Il mercato immobiliare, a partire dal 1990, ha continuamente registrato crescite impressionanti difficilmente raggiungibili in altri e diversi segmenti di investimento.

In dodici anni gli immobili, almeno nelle grandi città, hanno quasi triplicato il loro valore. Trattati nel 1990 a circa 90/100 milioni di vecchie lire vengono in oggi trattati a 130.000,00 – 150.000 euro (circa 260 – 300 milioni di lire).
 
Secondo Nomisma, una delle maggiori e più serie analiste del mercato, il valore delle abitazioni dal 1999 ad oggi ha registrato incrementi del 17,2% quello degli uffici del 14%, i negozi del 15,4% ed infine i capannoni industriali dell’11%.
 
A fronte del raffreddamento del mercato delle locazioni periferiche i prezzi abitativi dei quartieri centrali hanno consentito rendimenti totali anche del 14% lordo.
I redimenti del mercato degli uffici negli ultimi tre anni hanno registrato percentuali medie del 6% con punte molto superiori all’interno dei contesti metropolitani maggiormente qualificati.
 
Per quanto sopra premesso si può affermare che, in un contesto di incertezza internazionale e nazionale, il mercato immobiliare dimostra la propria tradizionale capacità di mantenere il valore, proponendosi quindi come valida alternativa ad altri investimenti.
 
La tradizionale propensione degli italiani ad investire in abitazioni è ben nota. Oltre il 75% delle famiglie è proprietaria della casa ove abita; il Censis evidenzia come negli ultimi tre anni (il nuovo millennio) il 18% delle famiglie abbia acquistato la prima casa e come il circa 7% si orienti alla ricerca della seconda casa.
 
In questo contesto si inserisce anche la nuova legge sulle locazioni abitative che dopo un ventennio è definitivamente intervenuta nel superare l’ormai anacronistica legge sull’equo canone. La liberalizzazione del mercato, molto più incisiva di quella proposta  con i cosiddetti patti in deroga, ha comportato il completo rilancio del settore  immobiliare abitativo.
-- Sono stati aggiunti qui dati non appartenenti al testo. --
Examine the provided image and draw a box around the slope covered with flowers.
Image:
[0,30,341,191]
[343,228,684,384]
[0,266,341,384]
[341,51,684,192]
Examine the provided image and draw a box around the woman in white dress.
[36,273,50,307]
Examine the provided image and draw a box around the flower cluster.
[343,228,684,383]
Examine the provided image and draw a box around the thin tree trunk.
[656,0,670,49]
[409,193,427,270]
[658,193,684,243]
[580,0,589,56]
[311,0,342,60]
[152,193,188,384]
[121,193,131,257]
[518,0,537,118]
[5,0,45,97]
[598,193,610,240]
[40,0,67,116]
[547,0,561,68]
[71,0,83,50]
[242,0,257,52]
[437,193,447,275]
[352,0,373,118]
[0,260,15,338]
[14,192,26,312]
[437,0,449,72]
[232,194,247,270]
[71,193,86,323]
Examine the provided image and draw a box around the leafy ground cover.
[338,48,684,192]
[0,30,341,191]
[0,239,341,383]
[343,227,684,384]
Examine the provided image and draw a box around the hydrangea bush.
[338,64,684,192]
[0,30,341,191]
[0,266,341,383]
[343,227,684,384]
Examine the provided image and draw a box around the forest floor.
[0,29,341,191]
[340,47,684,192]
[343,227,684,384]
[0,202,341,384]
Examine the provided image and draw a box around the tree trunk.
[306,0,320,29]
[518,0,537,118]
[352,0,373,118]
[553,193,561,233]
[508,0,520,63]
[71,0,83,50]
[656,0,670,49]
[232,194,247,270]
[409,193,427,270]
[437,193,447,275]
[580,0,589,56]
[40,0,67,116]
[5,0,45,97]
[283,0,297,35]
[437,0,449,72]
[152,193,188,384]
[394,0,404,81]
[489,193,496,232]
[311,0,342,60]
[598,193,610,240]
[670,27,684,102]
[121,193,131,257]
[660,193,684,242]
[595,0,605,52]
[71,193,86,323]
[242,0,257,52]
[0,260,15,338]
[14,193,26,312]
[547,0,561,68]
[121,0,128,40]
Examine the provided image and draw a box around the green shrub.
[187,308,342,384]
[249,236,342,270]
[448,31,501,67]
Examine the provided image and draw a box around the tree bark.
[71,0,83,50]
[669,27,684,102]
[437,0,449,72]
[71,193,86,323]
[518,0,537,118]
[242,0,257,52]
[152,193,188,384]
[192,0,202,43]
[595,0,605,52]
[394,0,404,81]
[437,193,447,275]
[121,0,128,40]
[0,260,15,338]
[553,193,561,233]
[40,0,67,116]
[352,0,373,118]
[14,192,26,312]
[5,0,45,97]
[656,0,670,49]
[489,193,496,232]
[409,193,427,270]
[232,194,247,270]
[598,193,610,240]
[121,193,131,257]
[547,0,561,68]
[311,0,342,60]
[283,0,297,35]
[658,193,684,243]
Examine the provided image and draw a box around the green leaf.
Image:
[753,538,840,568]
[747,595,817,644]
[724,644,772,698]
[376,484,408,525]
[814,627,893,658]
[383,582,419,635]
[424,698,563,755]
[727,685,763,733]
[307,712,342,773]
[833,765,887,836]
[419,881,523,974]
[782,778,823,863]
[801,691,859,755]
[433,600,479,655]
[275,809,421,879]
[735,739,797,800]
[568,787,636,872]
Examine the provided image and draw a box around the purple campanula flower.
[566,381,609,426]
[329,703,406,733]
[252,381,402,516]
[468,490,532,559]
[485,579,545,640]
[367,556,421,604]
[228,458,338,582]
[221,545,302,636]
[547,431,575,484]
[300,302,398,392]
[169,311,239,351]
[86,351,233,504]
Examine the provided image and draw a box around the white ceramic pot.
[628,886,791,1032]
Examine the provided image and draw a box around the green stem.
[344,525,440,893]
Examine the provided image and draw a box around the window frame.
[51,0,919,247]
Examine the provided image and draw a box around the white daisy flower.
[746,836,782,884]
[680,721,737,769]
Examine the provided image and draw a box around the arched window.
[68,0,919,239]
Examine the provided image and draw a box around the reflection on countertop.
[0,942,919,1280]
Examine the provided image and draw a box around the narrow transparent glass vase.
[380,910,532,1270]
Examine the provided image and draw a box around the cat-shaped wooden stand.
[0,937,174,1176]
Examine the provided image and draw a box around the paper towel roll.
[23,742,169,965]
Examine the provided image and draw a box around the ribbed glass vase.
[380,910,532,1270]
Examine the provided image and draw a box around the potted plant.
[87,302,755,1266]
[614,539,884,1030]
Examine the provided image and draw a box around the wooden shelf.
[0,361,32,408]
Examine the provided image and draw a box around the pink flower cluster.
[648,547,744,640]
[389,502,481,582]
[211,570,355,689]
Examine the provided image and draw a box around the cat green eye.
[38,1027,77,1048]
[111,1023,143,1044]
La nuova legge pur preservando principi di condivisione con i precedenti patti in deroga, con i contratti del cosiddetto primo canale è intervenuta abrogando e prevedendo la derogabilità di molte delle norme contenute nella legge 392/78.
 
Peraltro lo studio della legge 392/78, ancora completamente valida per quanto concerne il contratto “ad uso diverso”, sempre più spesso, deve confrontarsi con orientamenti dottrinali e giurisprudenziali diversi e spesso contrastanti fra loro.
 
Le continue leggi di modifica e di integrazione alla normativa vigente impongono quindi continua attenzione alla materia e costante aggiornamento.